We had provided tools to big data developers keeping in mind reduction of time to develop & launch, and cost of on going support. We realized that we can further optimize big data applications moving up the application ladder. We made a small stride late last year in this direction by providing basic fast big data application templates. These were designed as kick-starters to get fast big data developers off and running. Our aim was to ensure that our software takes care of all aspects of big data applications and leave only business logic to the developers. Their aim is to ensure that fast big data applications were developed with a lot of low hanging fruits already taken care of. They were noticeably focused on connections to various technology, be in for ingesting data or for loading data. Later versions of these also included basic transformations like parsers, enrichers, filters, loaders, and dimensional computations.
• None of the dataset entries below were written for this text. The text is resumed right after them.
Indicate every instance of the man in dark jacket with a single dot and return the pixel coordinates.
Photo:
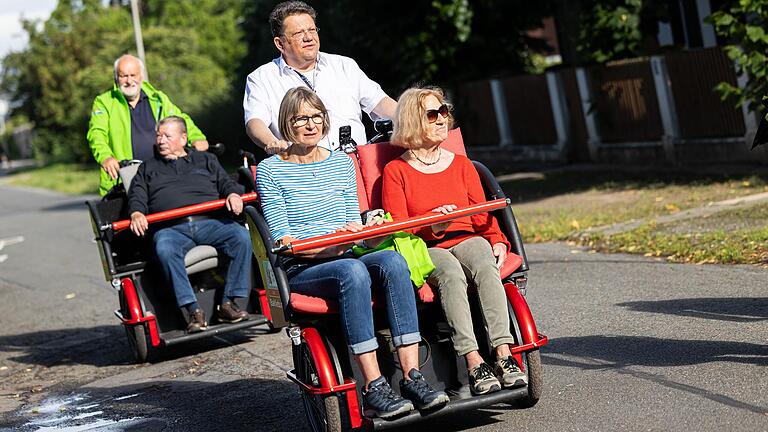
(176, 178)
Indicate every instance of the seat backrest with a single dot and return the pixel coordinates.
(372, 159)
(128, 172)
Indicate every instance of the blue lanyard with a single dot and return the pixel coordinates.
(306, 81)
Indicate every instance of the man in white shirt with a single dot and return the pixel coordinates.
(342, 86)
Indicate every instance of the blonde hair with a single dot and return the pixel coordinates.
(290, 106)
(410, 122)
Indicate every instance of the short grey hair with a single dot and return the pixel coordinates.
(284, 10)
(290, 106)
(174, 119)
(141, 64)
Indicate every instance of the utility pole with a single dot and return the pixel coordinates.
(139, 39)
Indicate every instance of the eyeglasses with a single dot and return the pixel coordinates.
(444, 111)
(300, 121)
(299, 35)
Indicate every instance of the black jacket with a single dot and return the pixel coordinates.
(162, 184)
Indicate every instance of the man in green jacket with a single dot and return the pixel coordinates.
(123, 121)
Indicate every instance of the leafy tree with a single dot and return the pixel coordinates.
(616, 29)
(744, 26)
(52, 79)
(441, 42)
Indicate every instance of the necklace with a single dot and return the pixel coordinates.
(439, 153)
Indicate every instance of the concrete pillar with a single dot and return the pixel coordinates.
(666, 106)
(502, 115)
(593, 137)
(559, 108)
(750, 117)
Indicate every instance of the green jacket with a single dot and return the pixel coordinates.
(109, 131)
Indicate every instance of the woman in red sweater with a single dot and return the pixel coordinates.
(466, 252)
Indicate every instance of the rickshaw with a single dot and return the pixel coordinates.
(324, 373)
(147, 306)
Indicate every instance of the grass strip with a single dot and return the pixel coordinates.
(73, 179)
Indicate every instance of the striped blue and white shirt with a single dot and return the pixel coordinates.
(307, 200)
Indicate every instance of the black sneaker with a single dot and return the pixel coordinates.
(197, 322)
(380, 400)
(420, 393)
(482, 380)
(509, 372)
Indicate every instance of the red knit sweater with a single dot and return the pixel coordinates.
(407, 192)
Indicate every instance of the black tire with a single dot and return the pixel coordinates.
(535, 371)
(140, 345)
(272, 328)
(323, 412)
(137, 340)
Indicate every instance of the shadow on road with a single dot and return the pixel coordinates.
(198, 403)
(77, 205)
(100, 346)
(96, 346)
(741, 309)
(620, 351)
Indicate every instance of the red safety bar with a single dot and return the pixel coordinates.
(389, 228)
(182, 211)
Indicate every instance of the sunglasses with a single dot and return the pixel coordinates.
(301, 121)
(444, 111)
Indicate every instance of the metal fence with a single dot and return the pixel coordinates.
(700, 112)
(624, 102)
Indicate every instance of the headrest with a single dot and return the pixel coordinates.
(374, 157)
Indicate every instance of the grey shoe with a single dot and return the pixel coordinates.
(418, 391)
(380, 400)
(229, 312)
(197, 322)
(509, 372)
(482, 380)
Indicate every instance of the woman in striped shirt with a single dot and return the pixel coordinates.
(308, 191)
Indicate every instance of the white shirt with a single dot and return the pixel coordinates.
(342, 86)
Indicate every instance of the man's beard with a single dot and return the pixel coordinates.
(130, 92)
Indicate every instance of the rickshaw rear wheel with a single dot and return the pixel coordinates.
(535, 380)
(322, 411)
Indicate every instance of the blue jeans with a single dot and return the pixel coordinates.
(351, 280)
(227, 236)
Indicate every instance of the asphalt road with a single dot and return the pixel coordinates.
(636, 344)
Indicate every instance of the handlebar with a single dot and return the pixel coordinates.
(340, 238)
(179, 212)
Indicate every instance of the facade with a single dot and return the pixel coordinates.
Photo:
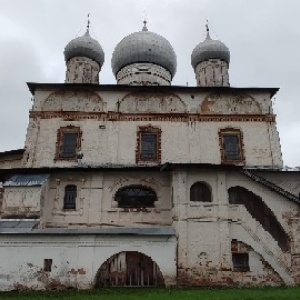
(142, 183)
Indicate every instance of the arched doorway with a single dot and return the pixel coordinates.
(129, 268)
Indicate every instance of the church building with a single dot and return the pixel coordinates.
(143, 183)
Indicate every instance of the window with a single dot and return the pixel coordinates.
(231, 145)
(240, 262)
(47, 264)
(135, 197)
(68, 143)
(148, 144)
(200, 191)
(70, 197)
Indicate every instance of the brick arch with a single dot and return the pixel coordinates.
(129, 268)
(261, 213)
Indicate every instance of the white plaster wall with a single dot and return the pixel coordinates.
(114, 142)
(95, 204)
(76, 259)
(21, 200)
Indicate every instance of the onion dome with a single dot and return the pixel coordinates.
(144, 47)
(209, 49)
(85, 46)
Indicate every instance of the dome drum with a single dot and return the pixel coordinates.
(144, 47)
(85, 46)
(144, 74)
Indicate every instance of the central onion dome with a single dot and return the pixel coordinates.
(84, 46)
(210, 49)
(144, 47)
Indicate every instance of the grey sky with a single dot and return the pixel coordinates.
(263, 37)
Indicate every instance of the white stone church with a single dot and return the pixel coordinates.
(142, 183)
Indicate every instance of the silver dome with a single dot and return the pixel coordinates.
(85, 46)
(145, 47)
(209, 49)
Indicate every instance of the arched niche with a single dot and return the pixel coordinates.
(129, 268)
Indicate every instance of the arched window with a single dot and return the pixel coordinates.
(200, 191)
(70, 197)
(135, 197)
(261, 213)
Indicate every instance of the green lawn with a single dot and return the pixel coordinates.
(161, 294)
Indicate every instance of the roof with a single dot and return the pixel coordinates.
(34, 86)
(27, 180)
(17, 226)
(27, 226)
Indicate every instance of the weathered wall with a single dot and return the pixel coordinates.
(75, 259)
(109, 123)
(96, 205)
(205, 232)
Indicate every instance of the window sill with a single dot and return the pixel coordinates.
(68, 212)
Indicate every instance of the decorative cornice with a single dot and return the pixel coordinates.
(167, 117)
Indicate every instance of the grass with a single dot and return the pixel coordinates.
(287, 293)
We are now moving up the application ladder and grow this application factory with applications that focus on a vertical use cases. These applications leverage DataTorrent’s fast big data stack. Our mission to operationalize and productize big data & cloud is now being expressed via our AppFactory.

AppFactory will make available the building blocks that are being used to build big data applications. The factory will also consist of hardened and operable fast big data applications. Developers may need to add some code to ensure that the applications are tuned to precise functional specifications. Application Factory will significantly de-risk the push to be data driven.

We are targeting fraud detection & prevention as part of our first application suite in our AppFactory. We are bringing big data and cloud to bear on fraud prevention. The first application in this suite targets omni-channel fraud prevention for credit cards. Fraud prevention application needs to be flexible in terms of ability to add/modify rules/models; ability to subscribe to variety data sources; ability to easily integrate with other IT systems; ability to linearly scale on demand; and be both on-premise and loud compatible. Fraud prevention has to be done in real time and thus needs a fast big data stack. Fraud prevention cannot be done via data stored in a data lake. The cost structure should scale and leverage a common stack. Within an enterprise there are different teams that work on different aspects of fraud prevention. A message bus based setup that leverages commodity hardware, scales up linearly are critical aspects of these applications. Lastly, the most critical factor is that this application has to be operable and productized. Next set of fraud applications include account take over, charge back etc.

We will continually focus on enabling enterprises to successfully launch big data products in short time on-prem or on cloud, and be able to operate these products at low cost. All of this in real-time. Expect more strides and updates in near future in this endeavor.